Selain penegakan hukum, Polri juga menekankan aspek preventif dan edukatif melalui patroli keliling serta perluasan sistem tilang elektronik (ETLE). Namun demikian, publik berharap hadirnya tindakan tegas dan konsisten dari petugas di lapangan agar operasi ini benar-benar berdampak pada peningkatan disiplin berkendara.
“Kita tunggu ketegasan pak polisi dalam penindakan Operasi Zebra 2025. Jangan hanya imbauan, tapi ada langkah nyata untuk menekan pelanggaran,” ungkap sejumlah warga yang berharap operasi ini berjalan efektif dan tidak tebang pilih.
Korlantas Polri juga menekankan bahwa perlindungan terhadap pejalan kaki akan menjadi salah satu indikator keberhasilan operasi tahun ini. Dengan meningkatnya angka kecelakaan yang melibatkan pengguna jalan rentan, kepolisian menargetkan adanya perubahan perilaku berkendara di tengah masyarakat.

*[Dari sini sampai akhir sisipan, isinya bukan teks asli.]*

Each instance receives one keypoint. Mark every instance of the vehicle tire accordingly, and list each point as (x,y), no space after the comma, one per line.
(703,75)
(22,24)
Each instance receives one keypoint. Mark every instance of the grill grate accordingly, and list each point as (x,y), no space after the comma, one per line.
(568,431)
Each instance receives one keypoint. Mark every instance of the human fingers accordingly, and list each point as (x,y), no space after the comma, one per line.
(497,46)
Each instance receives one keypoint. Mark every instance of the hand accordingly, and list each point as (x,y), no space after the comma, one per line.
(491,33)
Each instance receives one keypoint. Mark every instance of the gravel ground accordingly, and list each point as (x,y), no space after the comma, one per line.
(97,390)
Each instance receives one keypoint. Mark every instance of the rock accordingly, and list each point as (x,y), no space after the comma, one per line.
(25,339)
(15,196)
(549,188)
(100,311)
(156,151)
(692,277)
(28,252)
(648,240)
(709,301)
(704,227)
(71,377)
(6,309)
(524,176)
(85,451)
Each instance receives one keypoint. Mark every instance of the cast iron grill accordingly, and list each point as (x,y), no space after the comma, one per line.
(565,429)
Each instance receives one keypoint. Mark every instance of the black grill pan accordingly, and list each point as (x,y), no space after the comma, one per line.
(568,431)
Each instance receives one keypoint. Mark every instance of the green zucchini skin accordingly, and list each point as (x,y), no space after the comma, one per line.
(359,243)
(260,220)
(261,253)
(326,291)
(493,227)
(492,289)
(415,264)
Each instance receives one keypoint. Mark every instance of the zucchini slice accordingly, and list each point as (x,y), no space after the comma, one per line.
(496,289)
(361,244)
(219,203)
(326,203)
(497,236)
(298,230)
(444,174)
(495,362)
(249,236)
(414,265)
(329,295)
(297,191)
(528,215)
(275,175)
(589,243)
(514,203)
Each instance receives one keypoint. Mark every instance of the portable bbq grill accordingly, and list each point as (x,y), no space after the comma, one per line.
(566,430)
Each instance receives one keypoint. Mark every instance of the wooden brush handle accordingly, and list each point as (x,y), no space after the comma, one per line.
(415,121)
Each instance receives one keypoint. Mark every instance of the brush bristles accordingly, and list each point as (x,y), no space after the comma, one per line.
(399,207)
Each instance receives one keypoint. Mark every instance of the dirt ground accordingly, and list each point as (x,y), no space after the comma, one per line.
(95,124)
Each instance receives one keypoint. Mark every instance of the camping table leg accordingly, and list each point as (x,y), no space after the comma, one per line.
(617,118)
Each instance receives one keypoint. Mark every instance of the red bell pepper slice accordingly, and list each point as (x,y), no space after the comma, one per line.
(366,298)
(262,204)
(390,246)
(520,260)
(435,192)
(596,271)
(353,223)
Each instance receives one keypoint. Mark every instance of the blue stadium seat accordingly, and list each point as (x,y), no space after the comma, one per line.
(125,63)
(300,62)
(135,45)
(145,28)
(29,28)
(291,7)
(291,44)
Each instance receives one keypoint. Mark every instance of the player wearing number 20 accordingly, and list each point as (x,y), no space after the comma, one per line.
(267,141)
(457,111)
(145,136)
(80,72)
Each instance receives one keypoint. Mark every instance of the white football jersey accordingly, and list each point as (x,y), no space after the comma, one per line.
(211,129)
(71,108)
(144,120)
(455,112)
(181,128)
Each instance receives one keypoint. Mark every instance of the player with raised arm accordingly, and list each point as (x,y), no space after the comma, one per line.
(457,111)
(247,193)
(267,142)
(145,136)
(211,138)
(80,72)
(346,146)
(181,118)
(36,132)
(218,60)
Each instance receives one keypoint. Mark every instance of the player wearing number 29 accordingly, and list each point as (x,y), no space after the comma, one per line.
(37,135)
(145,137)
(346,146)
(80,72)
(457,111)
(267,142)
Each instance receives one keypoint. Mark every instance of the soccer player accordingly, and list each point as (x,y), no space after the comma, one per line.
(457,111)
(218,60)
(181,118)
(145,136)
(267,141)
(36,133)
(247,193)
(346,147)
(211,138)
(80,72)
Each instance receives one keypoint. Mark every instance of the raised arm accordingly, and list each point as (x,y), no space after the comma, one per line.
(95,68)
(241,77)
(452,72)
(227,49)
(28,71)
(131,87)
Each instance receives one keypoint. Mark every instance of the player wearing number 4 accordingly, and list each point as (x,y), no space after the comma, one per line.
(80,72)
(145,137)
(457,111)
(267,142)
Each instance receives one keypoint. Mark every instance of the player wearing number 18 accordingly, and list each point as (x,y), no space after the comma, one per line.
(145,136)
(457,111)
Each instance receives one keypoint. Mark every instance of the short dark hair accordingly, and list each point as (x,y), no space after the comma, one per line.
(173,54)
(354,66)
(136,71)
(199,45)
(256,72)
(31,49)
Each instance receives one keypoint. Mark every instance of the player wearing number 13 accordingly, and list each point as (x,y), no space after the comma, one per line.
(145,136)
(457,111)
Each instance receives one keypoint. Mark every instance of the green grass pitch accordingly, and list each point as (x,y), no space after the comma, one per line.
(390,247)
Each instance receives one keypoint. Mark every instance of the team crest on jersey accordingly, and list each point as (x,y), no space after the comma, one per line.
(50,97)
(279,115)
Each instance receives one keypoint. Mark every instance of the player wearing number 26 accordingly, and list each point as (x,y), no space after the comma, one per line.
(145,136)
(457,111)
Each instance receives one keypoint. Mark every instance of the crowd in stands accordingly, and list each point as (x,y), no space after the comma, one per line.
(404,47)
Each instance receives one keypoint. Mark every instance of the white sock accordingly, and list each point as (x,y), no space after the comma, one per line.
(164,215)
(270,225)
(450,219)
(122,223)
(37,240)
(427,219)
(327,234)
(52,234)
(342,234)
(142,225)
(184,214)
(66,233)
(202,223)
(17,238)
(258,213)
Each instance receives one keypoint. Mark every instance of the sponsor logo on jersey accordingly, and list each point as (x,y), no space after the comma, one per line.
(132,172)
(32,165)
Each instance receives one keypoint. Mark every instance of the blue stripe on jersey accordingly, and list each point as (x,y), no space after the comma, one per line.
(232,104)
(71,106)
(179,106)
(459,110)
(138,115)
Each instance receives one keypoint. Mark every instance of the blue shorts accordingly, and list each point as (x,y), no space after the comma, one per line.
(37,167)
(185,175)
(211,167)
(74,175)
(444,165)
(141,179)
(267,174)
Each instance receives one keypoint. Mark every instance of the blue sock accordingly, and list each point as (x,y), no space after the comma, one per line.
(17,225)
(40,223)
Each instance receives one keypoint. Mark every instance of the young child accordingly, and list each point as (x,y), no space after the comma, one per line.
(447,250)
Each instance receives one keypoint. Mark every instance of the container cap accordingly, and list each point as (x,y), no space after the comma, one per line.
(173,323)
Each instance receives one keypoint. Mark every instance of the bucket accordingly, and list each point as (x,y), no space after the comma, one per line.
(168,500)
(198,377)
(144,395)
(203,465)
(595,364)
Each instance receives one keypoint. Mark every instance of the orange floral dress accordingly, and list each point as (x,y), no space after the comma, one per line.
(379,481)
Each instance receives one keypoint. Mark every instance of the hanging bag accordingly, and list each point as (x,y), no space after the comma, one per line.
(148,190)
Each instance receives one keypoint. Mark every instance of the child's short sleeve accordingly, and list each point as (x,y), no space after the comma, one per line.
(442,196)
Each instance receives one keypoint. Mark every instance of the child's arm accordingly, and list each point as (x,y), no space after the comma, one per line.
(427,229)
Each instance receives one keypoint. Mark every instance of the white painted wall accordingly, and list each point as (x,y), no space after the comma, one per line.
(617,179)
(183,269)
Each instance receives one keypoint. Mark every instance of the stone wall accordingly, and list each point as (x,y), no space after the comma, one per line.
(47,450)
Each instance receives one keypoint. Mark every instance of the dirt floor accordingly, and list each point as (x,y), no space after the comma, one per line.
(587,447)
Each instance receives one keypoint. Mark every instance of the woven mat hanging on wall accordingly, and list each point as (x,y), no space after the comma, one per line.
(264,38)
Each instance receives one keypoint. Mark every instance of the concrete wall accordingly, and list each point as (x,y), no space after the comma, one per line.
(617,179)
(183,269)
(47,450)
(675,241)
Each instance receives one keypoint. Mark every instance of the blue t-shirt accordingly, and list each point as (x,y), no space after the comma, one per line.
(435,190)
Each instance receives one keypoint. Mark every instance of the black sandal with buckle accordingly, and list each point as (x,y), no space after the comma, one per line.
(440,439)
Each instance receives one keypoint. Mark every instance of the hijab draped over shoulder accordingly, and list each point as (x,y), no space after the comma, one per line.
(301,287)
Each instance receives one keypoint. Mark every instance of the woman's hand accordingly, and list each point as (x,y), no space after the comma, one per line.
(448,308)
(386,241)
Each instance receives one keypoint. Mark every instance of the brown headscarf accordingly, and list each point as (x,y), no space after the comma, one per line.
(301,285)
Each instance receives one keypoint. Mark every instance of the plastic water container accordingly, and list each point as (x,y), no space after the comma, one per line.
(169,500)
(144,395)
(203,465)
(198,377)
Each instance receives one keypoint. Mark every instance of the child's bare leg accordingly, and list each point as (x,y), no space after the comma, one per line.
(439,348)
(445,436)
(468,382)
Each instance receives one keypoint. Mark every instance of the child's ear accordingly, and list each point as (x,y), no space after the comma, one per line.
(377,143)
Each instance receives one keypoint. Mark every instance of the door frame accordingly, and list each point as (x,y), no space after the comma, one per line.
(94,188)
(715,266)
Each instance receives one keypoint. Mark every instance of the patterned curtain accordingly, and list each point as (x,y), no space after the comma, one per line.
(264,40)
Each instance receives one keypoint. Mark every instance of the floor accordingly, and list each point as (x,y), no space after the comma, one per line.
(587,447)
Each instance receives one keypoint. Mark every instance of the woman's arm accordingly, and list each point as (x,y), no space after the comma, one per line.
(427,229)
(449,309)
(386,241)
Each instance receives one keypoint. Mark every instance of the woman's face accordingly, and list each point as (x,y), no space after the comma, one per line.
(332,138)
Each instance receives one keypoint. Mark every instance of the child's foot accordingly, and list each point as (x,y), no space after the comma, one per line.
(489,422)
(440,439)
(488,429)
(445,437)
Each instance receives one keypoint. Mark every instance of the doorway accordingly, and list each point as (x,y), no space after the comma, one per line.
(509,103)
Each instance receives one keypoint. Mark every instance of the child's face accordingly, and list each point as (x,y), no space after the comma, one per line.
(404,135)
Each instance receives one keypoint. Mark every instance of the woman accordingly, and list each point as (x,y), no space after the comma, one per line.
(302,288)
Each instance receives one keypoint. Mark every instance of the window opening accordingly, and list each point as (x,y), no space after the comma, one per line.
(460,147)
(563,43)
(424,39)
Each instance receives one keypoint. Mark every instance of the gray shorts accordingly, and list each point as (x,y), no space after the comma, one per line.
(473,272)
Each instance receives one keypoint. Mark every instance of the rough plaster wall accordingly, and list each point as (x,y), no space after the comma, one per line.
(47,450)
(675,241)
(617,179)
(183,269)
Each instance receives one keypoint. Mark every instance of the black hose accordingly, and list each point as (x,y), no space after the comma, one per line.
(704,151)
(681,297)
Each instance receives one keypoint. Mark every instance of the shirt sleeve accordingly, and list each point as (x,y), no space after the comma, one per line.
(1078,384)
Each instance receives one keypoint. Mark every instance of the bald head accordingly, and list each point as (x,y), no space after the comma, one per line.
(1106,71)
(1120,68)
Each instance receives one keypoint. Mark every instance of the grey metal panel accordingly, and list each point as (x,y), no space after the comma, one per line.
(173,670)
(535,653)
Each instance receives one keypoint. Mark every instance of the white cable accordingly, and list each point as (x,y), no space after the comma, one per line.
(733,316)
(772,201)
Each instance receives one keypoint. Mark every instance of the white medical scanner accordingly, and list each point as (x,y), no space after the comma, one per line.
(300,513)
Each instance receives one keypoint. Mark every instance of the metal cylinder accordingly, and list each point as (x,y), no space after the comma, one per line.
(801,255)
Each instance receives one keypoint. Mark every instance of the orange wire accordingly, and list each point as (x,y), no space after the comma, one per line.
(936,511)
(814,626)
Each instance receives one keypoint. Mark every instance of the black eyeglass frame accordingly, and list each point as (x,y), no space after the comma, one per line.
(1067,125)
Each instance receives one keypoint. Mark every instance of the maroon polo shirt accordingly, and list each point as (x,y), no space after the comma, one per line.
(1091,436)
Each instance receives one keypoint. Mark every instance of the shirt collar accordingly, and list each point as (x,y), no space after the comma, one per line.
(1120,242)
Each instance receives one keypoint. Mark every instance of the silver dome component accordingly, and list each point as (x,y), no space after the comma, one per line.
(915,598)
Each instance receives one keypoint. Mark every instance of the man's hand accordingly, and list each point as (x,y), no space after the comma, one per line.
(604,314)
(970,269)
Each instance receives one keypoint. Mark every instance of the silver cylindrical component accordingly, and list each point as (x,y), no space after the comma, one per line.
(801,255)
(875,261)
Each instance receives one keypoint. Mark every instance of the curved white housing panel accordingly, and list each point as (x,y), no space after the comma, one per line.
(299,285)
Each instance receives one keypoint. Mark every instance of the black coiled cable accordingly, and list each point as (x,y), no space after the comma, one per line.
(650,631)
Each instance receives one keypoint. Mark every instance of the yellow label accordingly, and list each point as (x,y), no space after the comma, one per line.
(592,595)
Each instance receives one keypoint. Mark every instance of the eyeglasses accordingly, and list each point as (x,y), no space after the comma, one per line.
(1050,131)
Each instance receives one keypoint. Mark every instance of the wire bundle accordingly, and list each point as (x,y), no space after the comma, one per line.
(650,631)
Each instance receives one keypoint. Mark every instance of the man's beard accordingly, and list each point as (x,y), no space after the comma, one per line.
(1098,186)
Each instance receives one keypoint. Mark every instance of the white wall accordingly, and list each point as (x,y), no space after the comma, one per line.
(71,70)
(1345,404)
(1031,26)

Masyarakat pun diimbau menyiapkan kelengkapan kendaraan, membawa SIM dan STNK saat berkendara, serta mematuhi seluruh aturan lalu lintas selama operasi berlangsung.
Operasi Zebra 2025 diharapkan mampu menciptakan kondisi lalu lintas yang tertib, aman, dan nyaman menjelang masa libur panjang akhir tahun.